When employees get off work in the late afternoon, they would be transported back to the Gulfport marina and transported from that point to their cars. The plan is to target employees of the TradeWinds Island Grand Resort, Guy Harvey Outpost and the Sirata Beach Resort.
The service would also be used during the day to ferry tourists from the hotels to Gulfport and back.
“They (hotels) have a lot of problems parking their employees,” said Bob Myers, a spokesman for Tampa Bay Ferry and Water Taxi, during a meeting Jan. 24 at City Hall. “A space that is now used for an employee is a space that can accommodate a visitor.”
Myers said the firm’s boats would pull into the seawall bow first, drop off passengers and pick up others.
“Typically, we’re looking at an eight- to 15-minute operation,” he said.
Myers said the current plan would not require Florida Department of Environmental Protection approval or a submerged land lease.
City Commissioner Melinda Pletcher suggested using a commercial area, such as Dolphin Village or Pass-A-Grille, as a landing point.
“I think because of the close proximity to residential (on 55th Avenue), it might be nice to see if we have other options to consider,” Pletcher said.
“I think it would be appropriate to explore how the residents feel on it,” said Myers. “I’d like for them to take a look at it with an open mind.

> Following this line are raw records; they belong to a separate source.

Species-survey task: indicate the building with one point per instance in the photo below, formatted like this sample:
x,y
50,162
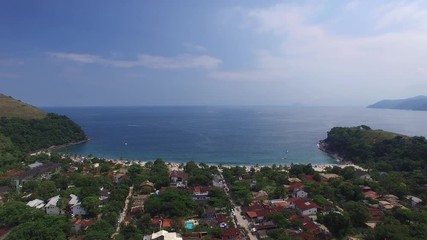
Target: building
x,y
51,206
147,187
178,178
218,181
200,193
306,206
415,201
36,203
76,207
44,171
163,235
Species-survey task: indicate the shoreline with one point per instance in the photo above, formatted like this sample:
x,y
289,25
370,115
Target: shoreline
x,y
176,165
57,147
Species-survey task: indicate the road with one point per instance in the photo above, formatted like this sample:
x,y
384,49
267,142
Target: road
x,y
123,213
238,214
243,222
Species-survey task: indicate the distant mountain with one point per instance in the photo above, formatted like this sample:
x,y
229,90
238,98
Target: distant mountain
x,y
24,129
12,108
418,103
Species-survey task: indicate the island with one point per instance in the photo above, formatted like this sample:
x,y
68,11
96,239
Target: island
x,y
47,195
418,103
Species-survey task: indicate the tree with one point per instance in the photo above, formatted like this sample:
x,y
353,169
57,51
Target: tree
x,y
90,204
357,212
337,223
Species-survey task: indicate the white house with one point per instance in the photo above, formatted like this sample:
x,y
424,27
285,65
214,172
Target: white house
x,y
36,203
300,193
164,235
306,206
76,206
51,206
415,201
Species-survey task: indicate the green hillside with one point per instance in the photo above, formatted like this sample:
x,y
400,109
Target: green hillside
x,y
24,128
12,108
381,150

Would it be better to have a boat come by a couple times a day or more traffic on the road.”
Commissioner Ward Friszolowski, who supports the concept, reminded everyone that ferry transportation from Gulfport was the original way people got to St. Pete Beach before bridges were built. That route took visitors to the Merry Pier in Pass-A-Grille, which he said might be a better destination point than 55th Avenue.
“I feel the invasion of a residential area is going to be a problem,” said Commissioner Rick Falkenstein. “It could be addressed by Corey Avenue (as a destination point). Then you’ve got Dolphin Landings and Pass-A-Grille, which are not residential areas.
Interim Mayor Deborah Schechner agreed.
“I think you might be better served to look at some of the commercial areas because it’s going to be a hard sell,” she said. “I would be interested to see what the comments are when you visit those residential properties. I think the idea of a taxi is good. I know how well it works in Clearwater.”
The idea received support from the Tampa Bay Beaches Chamber of Commerce.
In a brief statement to the City Commission, TBBCC Government Affairs specialist Doug Izzo said “the chamber supports alternate modes of transportation.”